Robustness of the multiple realization method for stochastic hydraulic aquifer management

Abstract

Hydraulic containment of a groundwater plume is modeled as a pump‐and‐treat system of extraction wells in a confined aquifer with uncertain transmissivity. The transmissivity is modeled as a random field with a specified covariance structure, conditioned at measurement locations. The response matrix method is used to form a linear program to obtain the optimal pumping strategy. High reliability is achieved by employing a multiple realization or “stacking” method which requires the solution to simultaneously satisfy a number of realizations of the random field. Empirical tests indicate that this reliability is a monotonically increasing function of the number of stacked realizations and appears to be relatively insensitive to moderate changes in the variance, correlation length, and covariance structure of the stochastic transmissivity and to changes in the boundary conditions and measurement data.

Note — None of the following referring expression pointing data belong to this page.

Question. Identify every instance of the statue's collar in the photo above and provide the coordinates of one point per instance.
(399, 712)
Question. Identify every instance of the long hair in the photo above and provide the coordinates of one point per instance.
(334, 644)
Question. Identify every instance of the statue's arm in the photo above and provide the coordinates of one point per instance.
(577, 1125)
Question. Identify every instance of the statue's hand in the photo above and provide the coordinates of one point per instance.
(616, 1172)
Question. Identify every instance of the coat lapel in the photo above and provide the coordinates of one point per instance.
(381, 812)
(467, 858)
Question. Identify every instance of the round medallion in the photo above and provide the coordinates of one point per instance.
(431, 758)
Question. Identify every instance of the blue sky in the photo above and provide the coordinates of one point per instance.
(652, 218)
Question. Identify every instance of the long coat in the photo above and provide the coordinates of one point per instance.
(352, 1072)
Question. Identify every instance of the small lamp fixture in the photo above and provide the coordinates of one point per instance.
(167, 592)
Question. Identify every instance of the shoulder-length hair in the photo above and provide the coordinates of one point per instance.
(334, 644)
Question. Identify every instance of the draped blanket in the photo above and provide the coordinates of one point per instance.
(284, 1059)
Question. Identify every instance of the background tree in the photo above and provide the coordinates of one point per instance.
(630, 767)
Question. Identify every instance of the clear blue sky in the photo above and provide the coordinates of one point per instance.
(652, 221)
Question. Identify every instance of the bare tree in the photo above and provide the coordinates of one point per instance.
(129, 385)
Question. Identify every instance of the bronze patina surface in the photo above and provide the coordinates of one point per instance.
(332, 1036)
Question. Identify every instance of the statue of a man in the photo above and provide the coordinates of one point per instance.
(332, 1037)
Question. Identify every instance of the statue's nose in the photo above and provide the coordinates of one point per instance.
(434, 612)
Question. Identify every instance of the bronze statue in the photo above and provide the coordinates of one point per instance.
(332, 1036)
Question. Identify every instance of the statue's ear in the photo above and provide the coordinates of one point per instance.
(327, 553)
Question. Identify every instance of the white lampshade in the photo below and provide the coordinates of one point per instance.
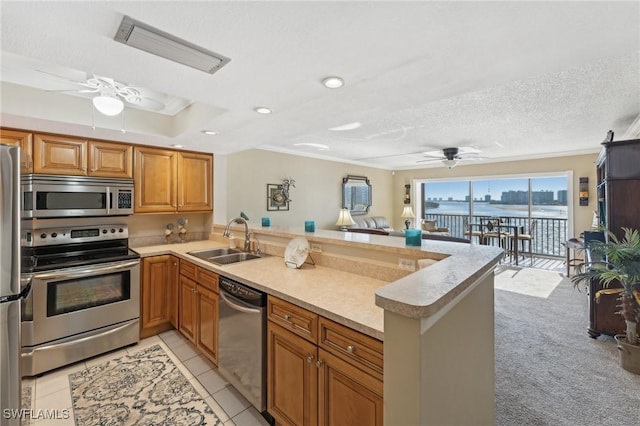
(344, 218)
(108, 105)
(407, 212)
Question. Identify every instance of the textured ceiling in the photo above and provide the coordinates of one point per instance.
(512, 79)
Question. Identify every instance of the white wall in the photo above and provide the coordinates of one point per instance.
(317, 195)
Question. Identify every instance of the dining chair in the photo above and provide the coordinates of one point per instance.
(490, 232)
(471, 230)
(526, 237)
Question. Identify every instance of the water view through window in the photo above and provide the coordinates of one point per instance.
(516, 201)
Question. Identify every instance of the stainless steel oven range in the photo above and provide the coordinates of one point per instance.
(84, 298)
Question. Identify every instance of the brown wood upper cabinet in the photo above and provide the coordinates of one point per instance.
(25, 141)
(60, 155)
(64, 155)
(110, 159)
(172, 181)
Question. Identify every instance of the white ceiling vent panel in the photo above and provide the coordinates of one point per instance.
(152, 40)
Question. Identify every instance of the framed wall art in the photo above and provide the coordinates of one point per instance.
(276, 198)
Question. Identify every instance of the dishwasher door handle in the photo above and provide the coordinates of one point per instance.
(226, 297)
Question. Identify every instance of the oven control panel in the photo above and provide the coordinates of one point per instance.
(82, 234)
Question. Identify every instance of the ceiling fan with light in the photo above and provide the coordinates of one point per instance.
(112, 94)
(450, 157)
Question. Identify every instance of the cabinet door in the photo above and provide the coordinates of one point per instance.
(188, 309)
(25, 141)
(155, 172)
(110, 159)
(159, 279)
(207, 330)
(174, 292)
(346, 394)
(60, 155)
(292, 378)
(195, 182)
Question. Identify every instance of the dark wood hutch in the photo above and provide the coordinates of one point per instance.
(618, 173)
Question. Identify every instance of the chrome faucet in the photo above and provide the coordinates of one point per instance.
(247, 234)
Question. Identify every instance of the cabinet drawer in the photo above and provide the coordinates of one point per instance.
(293, 318)
(188, 269)
(350, 345)
(208, 279)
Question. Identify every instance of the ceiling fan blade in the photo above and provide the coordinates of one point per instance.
(75, 91)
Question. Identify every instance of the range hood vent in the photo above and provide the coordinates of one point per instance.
(144, 37)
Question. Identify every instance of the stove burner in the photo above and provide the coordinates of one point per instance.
(48, 249)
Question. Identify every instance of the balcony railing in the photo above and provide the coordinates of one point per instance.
(549, 233)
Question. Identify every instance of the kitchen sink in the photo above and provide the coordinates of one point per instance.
(224, 256)
(233, 258)
(207, 254)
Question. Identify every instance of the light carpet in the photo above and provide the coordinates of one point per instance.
(549, 372)
(527, 281)
(144, 388)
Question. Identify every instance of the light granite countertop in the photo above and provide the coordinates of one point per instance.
(350, 299)
(346, 298)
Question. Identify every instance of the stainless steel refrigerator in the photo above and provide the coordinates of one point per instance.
(10, 291)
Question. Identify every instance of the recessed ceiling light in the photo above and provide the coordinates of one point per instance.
(318, 146)
(333, 82)
(348, 126)
(262, 110)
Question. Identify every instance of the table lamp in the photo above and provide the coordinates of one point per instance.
(407, 214)
(344, 219)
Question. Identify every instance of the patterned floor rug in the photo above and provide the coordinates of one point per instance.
(144, 388)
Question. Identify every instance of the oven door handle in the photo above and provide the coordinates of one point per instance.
(94, 270)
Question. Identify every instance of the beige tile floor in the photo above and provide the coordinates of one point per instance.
(51, 391)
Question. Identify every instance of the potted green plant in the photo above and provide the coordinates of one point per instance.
(618, 260)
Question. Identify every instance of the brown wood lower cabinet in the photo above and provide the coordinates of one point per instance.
(318, 385)
(346, 394)
(159, 295)
(199, 308)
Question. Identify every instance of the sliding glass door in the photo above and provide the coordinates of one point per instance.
(538, 205)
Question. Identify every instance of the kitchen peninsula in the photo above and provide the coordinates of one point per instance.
(436, 322)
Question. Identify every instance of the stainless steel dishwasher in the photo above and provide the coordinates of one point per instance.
(242, 340)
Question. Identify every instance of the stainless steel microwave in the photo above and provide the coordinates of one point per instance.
(48, 196)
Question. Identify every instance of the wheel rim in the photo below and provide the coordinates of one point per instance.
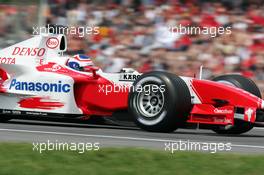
(150, 103)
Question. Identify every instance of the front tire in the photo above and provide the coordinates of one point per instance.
(246, 84)
(163, 103)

Two simple statistical models based on Bayesian analysis and order statistics are formulated, leading to predicted reliabilities of (N+1)/(N+2) and N/(N+1), respectively, where N is the number of stacked realizations. These simple curves are shown to compare quite well with the empirical findings. These results indicate that it may be possible to determine the stack size necessary to achieve a prespecified reliability. The robustness of the reliability curve indicates that it may be useful as a preliminary design tool for aquifer management.